По привычке «качать права» сказала, что они не имели права проводить в этой квартире обыск, т. к. я здесь не прописана. «Тогда поедем по месту вашей прописки». И очередная глупость с моей стороны - я согласилась, от усталости и перенапряжения. А надо было отказываться, тем более что время было уже позднее. И я села в их машину, и меня повезли в мою комнату в коммуналке на ул. Ивана Франка. И здесь нашли и забрали несколько книжек на английском, в частности «Письма Светланы Аллилуевой», какие-то старые бумаги Павла. «А теперь поедем к вам на работу». И снова ошибка с моей стороны - надо было всячески отпираться, было уже 10 часов вечера, - а я согласилась. На работе нас встретил наш секретарь парторганизации, вызванный, по-видимому, в качестве понятого. Я с облегчением отметила, что книги про еп. Луку в моем столе не оказалось (Людина работа!), но они забрали мой напечатанный на машинке перевод и еще книжечку на английском одного поляка-эмигранта, которую я переводила ранее - к моему большому сожалению, перевод этот позже пропал окончательно и бесповоротно! Спустя какое-то время подъехал Павел, и мы, довольно-таки подавленные, отправились домой. По-моему, мы отказались подписывать протокол обыска, мотивируя это тем, что они не имели права проводить у нас обыск по делу Сендерова, т. к. мы к этому делу не имеем никакого отношения.

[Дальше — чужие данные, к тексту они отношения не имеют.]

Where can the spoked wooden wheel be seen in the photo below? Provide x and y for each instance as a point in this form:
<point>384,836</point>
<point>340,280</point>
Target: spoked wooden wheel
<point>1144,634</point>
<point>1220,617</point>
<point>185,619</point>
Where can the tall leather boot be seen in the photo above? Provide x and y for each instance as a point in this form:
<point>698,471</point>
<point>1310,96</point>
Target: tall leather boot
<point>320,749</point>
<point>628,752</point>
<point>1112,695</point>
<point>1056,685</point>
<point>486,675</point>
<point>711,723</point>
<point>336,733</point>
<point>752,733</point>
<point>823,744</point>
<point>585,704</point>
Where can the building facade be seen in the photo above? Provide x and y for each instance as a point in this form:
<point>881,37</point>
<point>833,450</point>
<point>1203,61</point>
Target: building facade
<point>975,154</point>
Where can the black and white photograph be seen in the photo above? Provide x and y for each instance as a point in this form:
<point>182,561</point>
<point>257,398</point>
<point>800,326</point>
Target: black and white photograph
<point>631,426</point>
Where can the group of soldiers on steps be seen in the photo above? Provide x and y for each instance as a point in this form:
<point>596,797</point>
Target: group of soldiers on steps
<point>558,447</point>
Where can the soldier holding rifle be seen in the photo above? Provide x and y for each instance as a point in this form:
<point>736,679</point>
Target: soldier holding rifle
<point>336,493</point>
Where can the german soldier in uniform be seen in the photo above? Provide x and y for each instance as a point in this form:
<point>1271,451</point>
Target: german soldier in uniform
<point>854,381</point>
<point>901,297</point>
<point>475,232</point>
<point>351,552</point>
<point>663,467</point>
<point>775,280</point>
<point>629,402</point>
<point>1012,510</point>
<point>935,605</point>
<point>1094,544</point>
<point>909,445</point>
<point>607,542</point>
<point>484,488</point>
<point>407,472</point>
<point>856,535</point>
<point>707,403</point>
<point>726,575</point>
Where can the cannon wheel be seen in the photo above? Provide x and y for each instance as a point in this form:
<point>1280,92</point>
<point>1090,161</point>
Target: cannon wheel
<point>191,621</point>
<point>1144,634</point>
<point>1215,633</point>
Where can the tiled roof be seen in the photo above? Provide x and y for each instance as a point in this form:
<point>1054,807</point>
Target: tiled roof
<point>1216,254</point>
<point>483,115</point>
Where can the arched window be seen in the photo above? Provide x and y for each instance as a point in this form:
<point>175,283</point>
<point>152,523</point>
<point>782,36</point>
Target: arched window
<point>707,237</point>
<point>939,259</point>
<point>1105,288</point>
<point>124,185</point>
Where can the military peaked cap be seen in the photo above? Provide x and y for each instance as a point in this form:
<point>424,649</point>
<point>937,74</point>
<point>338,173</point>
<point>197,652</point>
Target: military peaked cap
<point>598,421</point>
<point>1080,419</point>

А с утра следующего дня началась свистопляска у меня на работе. Гэбистам не нужен был мой перевод, и они передали его нашему секретарю парторганизации, с которым, кстати, у меня были неплохие отношения - время от времени мы вместе покуривали в коридорах института, он казался «своим» парнем. И вот он и институтское начальство стали шантажировать меня тем, что я не имела права печатать свою работу на институтской машинке и что за это они могут меня уволить «по статье», и требовали, чтобы я ушла из института «по собственному желанию». Но в мои планы это совершенно не входило, мы как раз собирались в отпуск, уже был разработан маршрут (по «святым местам») - а мне не только не дают отпуска, но ежедневно вызывают к начальнику института и всячески на меня давят. Самое интересное разыгралось в моей лаборатории. Начальник лаборатории созвал собрание, на котором называл меня «врагом народа» и предложил просить вышестоящее начальство уволить меня из лаборатории и ходатайствовать о лишении меня советского гражданства. Надо сказать, что делал он это с большого перепугу. На самом деле он был неплохим человеком, у нас были почти дружеские отношения, мы несколько лет подряд вместе ездили в горы кататься на лыжах (у нас в институте была целая компания горнолыжников). Но, будучи начальником лаборатории, он, в отличие от многих других, не имел ученой степени и к тому же был еврей, а посему боялся, что его из-за меня уволят. Я потом подошла к нему и сказала, что наступит время, когда ему будет стыдно об этом вспоминать - так, собственно, и случилось. В общем, я не поддавалась давлению и говорила, что сама я не уйду. «Если хотите, увольняйте сами, хоть по статье!» Не знаю почему, но меня не уволили. Только вынесли выговор и лишили квартальной премии. И дней через 10 мы с Павлом, как и планировали, хотя и с некоторой задержкой, отправились в очередное путешествие.
Спустя полгода к нам пришли со вторым обыском, но об этом я напишу в другой раз. А когда я вспоминаю об этом первом обыске, у меня в голове все время вертятся строчки из известной песни:
Двадцать второго июня, / ровно в четыре часа,/ Киев бомбили, нам объявили, / что началася война.